Cristo, Sumo Sacerdote, introduce en la Iglesia el himno eterno de alabanza celestial. El Oficio Divino prolonga esta alabanza en la tierra: es la oración de Cristo unido a su Cuerpo, la Iglesia, que intercede por la salvación del mundo.
El Oficio consagra el día y la noche. Cuando ministros y fieles lo rezan, es la voz de la Esposa que habla al Esposo, y a la vez la oración de Cristo al Padre. Es un acto auténticamente eclesial.
Quienes lo rezan cumplen un deber de la Iglesia y participan del honor de la Esposa que alaba a Dios ante su trono. Es un servicio sacerdotal y una participación en la oración de Cristo.

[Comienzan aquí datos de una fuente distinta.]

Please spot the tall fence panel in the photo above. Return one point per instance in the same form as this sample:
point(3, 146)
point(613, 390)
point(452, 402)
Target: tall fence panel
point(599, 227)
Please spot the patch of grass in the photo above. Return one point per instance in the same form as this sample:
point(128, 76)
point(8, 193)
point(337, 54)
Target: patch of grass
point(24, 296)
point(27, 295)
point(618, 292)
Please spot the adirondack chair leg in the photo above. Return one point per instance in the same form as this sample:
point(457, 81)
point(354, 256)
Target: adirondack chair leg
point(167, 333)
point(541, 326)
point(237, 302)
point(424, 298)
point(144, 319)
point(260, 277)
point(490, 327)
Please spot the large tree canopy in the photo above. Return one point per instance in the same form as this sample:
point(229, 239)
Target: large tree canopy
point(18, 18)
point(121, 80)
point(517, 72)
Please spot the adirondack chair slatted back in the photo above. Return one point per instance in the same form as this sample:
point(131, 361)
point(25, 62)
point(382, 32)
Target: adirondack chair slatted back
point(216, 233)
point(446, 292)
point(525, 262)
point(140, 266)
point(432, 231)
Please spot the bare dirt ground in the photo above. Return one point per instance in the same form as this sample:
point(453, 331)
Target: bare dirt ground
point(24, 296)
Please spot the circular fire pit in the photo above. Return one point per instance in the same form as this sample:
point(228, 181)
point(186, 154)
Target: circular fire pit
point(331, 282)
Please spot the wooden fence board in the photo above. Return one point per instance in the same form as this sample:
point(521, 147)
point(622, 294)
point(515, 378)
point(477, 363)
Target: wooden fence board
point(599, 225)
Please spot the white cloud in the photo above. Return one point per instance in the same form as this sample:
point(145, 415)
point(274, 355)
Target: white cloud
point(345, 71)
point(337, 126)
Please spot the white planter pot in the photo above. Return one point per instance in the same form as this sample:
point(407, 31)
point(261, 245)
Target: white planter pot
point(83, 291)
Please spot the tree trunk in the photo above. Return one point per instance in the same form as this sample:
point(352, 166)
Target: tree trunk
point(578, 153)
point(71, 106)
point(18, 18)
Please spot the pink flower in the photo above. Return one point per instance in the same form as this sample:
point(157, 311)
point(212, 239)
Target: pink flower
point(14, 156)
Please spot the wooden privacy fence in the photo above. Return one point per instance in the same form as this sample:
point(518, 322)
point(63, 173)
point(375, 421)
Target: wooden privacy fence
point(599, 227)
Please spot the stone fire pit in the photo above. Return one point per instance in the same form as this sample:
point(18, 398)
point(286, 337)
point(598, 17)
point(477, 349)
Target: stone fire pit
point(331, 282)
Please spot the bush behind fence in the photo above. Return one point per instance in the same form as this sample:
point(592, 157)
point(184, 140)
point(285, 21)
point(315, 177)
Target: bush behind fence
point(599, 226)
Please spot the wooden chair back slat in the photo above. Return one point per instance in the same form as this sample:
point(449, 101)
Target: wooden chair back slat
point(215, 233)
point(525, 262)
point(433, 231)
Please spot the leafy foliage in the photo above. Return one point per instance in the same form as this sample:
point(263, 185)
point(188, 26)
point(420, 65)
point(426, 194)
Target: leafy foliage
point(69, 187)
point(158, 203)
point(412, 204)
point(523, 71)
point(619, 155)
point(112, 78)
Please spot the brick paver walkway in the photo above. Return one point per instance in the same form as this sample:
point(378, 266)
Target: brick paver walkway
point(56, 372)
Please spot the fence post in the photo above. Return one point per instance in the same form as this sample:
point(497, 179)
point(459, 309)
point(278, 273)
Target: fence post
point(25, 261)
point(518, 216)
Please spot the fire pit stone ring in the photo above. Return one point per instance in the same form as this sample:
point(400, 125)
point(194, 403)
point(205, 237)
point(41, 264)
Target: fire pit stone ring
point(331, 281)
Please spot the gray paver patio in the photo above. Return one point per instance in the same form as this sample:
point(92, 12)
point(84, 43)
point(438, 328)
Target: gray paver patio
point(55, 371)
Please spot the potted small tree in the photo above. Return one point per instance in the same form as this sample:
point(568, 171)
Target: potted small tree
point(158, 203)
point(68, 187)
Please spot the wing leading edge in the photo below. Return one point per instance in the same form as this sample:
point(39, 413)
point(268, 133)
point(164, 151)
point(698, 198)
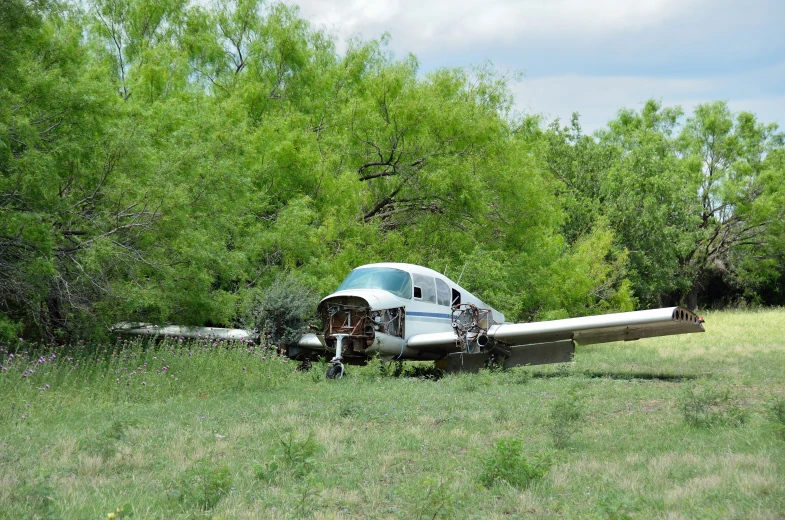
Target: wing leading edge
point(588, 330)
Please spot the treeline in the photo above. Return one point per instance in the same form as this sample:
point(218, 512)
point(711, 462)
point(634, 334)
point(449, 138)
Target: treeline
point(167, 162)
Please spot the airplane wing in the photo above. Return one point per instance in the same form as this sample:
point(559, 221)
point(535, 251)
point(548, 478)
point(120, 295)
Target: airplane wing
point(552, 341)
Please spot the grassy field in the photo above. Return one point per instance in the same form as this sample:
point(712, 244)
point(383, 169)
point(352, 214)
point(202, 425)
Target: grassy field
point(681, 427)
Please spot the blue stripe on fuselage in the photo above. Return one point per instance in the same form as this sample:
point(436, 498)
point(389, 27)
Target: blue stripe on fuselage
point(429, 315)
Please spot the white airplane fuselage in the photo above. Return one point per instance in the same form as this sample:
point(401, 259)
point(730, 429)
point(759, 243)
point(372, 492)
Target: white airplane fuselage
point(380, 306)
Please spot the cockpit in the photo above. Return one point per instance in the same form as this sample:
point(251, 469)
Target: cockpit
point(387, 279)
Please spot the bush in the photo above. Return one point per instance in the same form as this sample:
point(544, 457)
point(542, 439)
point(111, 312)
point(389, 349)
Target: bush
point(506, 463)
point(284, 312)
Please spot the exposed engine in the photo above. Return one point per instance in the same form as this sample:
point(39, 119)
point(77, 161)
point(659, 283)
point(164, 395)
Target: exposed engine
point(360, 327)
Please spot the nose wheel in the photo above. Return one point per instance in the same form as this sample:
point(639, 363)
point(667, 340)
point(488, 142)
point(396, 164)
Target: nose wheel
point(336, 371)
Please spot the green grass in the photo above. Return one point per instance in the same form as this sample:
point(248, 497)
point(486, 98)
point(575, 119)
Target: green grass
point(224, 433)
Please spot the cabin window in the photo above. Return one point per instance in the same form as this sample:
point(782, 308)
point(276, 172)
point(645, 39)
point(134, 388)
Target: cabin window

Los sacerdotes deben rezarlo con fervor, conscientes de que su ministerio depende de la gracia divina. El Oficio sostiene la misión apostólica y encarna el mandato de “orar sin cesar”.
Para facilitar su recitación en las condiciones actuales, el Concilio continúa la reforma ya iniciada por la Santa Sede y establece principios para renovar el Oficio romano.
El Oficio debe recuperar su estructura tradicional, de modo que las Horas correspondan a los momentos naturales del día, teniendo en cuenta la vida moderna y el trabajo pastoral.
El Oficio es oración pública de la Iglesia y alimento de la oración personal. Se exhorta a rezarlo con la mente en consonancia con la voz, apoyado en una formación litúrgica y bíblica sólida.
Los salmos se distribuirán en un ciclo más largo que una semana, para facilitar su recitación. Se concluye la revisión del Salterio, respetando la tradición latina y el uso litúrgico.
Se restaurará la forma primitiva de los himnos, eliminando elementos impropios, e introduciendo otros del rico patrimonio himnológico de la Iglesia.
Se recomienda rezar cada Hora lo más cerca posible de su tiempo natural, para santificar realmente el día.
Las comunidades obligadas al coro deben rezar el Oficio completo según su estado. Quienes tienen órdenes mayores o profesión solemne deben completar en privado lo que no recen en coro.
Los clérigos con órdenes mayores deben rezar diariamente todo el Oficio, en común o en privado.
Las rúbricas determinarán las conmutaciones posibles. Los ordinarios pueden dispensar por causa justa.
Los institutos que rezan parte del Oficio o un Oficio parvo aprobado realizan auténtica oración pública de la Iglesia.
Se recomienda que sacerdotes y comunidades recen juntos al menos una parte del Oficicio. Conviene que se cante cuando sea oportuno.
Los pastores deben promover la celebración comunitaria de Vísperas y otras Horas principales en domingos y solemnidades. Se anima a los laicos a rezar el Oficio, en comunidad o en privado.